Performance Metrics: We measured performance by computing operational latency as the sum of communicational and computational delays. Additionally, the percentage of successful file update operations is calculated.

Scenarios: To evaluate the efficiency of the algorithms, we use several scenarios:

  • Scalability: examine performance under various numbers of readers/writers

  • File Size: examine performance when using different initial file sizes

  • Block Size: examine performance under different block sizes (CoBFS only)

Readers and writers pick a random time between [1..rInt] and [1..wInt], respectively, to invoke their next operation. During all the experiments of each scenario, as the writers kept updating the file, its size increased.

Fig. 2.
figure 2

Simulation results for algorithms CoABD and CoBFS.

Results: As a general observation, the efficiency of CoBFS is inversely affected by the number of block operations, while CoABD shows no flexibility regarding the size of the file.

Scalability: In Fig. 2(a), the update operation latency in CoBFS is always smaller than the one of CoABD, mainly because in any number of writers, each writer has to update only the affected blocks.
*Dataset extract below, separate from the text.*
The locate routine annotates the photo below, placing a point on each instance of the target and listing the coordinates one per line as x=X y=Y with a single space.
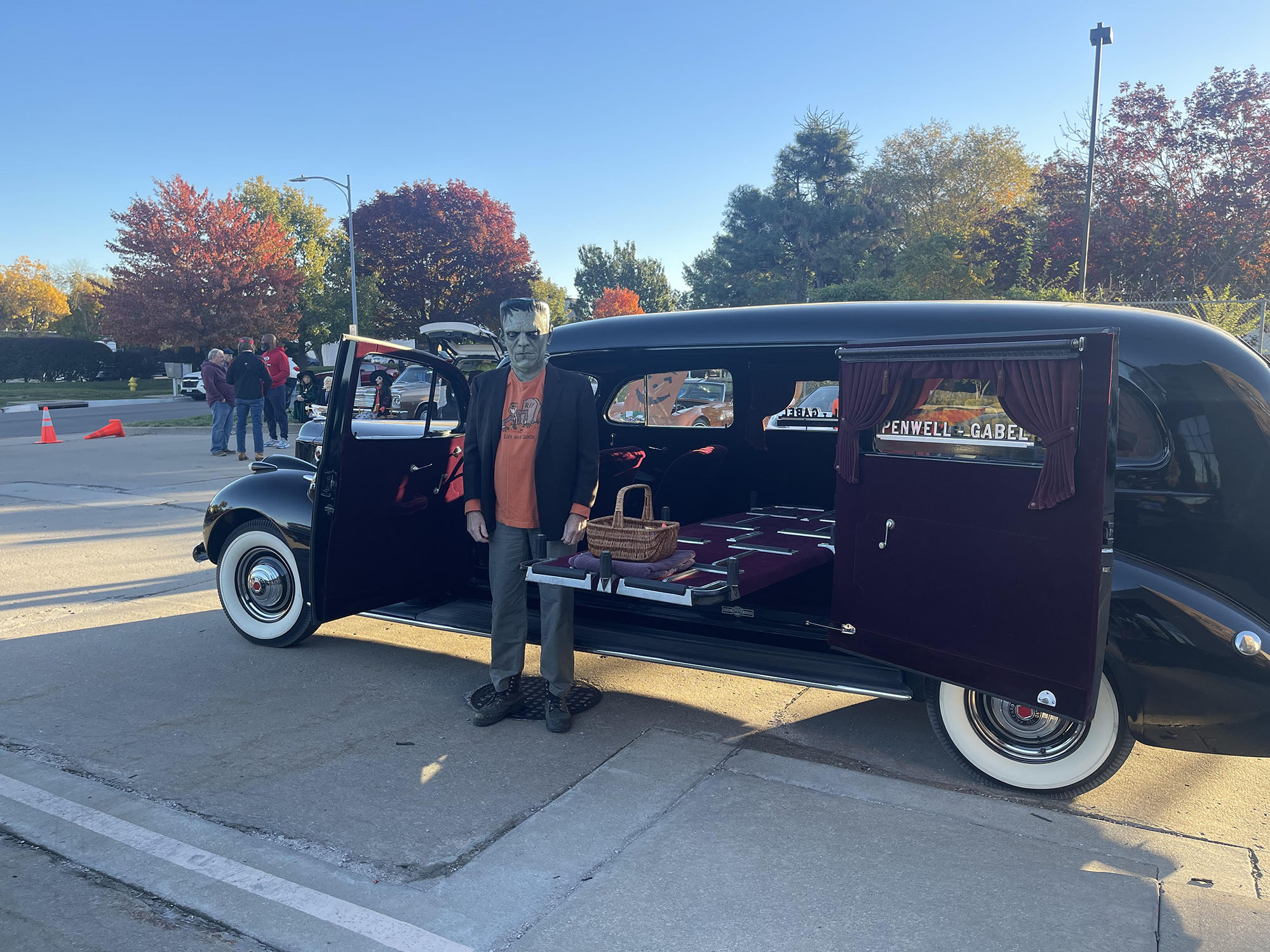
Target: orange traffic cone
x=112 y=429
x=46 y=429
Due to the higher percentage of successful file updates achieved by CoBFS, reads retrieve more data compared to reads in CoABD, which explains why it is slower than CoABD (Fig. 2(b)). Also, it would be interesting to examine whether the read block requests in CoBFS could be sent in parallel, reducing the overall communication delays.
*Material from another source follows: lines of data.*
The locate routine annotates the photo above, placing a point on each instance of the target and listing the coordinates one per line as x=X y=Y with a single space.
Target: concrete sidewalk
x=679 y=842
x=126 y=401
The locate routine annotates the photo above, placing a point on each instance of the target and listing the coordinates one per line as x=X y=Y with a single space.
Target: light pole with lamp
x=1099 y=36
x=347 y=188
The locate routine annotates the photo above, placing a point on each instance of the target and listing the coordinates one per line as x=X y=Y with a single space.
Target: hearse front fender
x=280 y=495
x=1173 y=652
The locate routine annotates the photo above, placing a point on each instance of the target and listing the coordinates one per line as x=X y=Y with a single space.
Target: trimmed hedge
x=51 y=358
File Size: As we can see in Fig. 2(c), the update latency of CoBFS remains at extremely low levels, although the file size increases. That is in contrast to the CoABD update latency which appears to increase linearly with the file size, since it updates the whole file. The read latencies with and without the read optimization can be found in Fig. 2(d). The CoABD read latency increases sharply, even when using the read optimization. This is due to the fact that each time a new file version is discovered, CoABD sends the whole file. However, read optimization decreases significantly the CoBFS read latency, since it is more probable for a reader to already have the last version of some blocks.

Block Size: When smaller blocks are used, the update and read latencies reach their highest values and larger number of blocks (Figs. 2(e)(f)). As the minimum and average \(b_{sizes}\) increase, an update operation needs to add lower number of blocks. Similarly, smaller \(b_{sizes}\) require more read block operations to obtain the file’s value. Therefore, further increase of \(b_{size}\) forces the decrease of the latencies, reaching a plateau in both graphs. This means that the emulation finds optimal minimum and average \(b_{sizes}\) and increasing it does not give better latencies.
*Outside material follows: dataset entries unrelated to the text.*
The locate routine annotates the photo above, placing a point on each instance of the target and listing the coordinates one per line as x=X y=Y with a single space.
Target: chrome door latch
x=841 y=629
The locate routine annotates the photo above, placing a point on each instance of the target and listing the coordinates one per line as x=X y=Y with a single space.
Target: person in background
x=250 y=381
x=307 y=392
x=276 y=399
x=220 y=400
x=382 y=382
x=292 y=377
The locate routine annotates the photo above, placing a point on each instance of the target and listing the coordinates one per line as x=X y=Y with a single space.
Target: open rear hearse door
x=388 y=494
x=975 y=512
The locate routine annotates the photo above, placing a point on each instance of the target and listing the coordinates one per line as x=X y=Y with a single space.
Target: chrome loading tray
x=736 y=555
Concurrency: The percentage of successful file updates achieved by CoBFS are significantly higher than those of CoABD (Fig. 2(a)). As the number of writers increases (and therefore concurrency), CoABD suffers greater number of unsuccessful updates, since it manipulates the file as a whole. Also, as is shown in Fig. 2(c), a larger number of blocks yields a better success rate. The probability of two writes to collide on a single block decreases, and thus CoBFS allows more file updates to succeed in all block updates.

6 Conclusions and Future Work

We investigated several strategies in order to build CoBFS, a Robust and Strongly Consistent prototype distributed file system. This system brings forward several optimization directions and opens the path for exploring new features which can boost its reliability.

Selection of Block Size: As observed from the experiments, the operation performance is affected from the selection of minimum/maximum block sizes. Thus, it is important to have a mechanism for tuning the values for these parameters, based on the size of the file, in order to obtain the best possible performance.

Fragmentation: Due to the modular architecture of CoBFS, we can integrate other fragmentation strategies, even at the level of the shared memory module (such as EC storage mentioned in Sect. 3).

Fully-Functioning Distributed File System: We plan to evolve CoBFS into a distributed storage service handling different kind of large data, as well as impose strong security guarantees. We would also like to provide an open API, in which people could integrate their own DSSMs.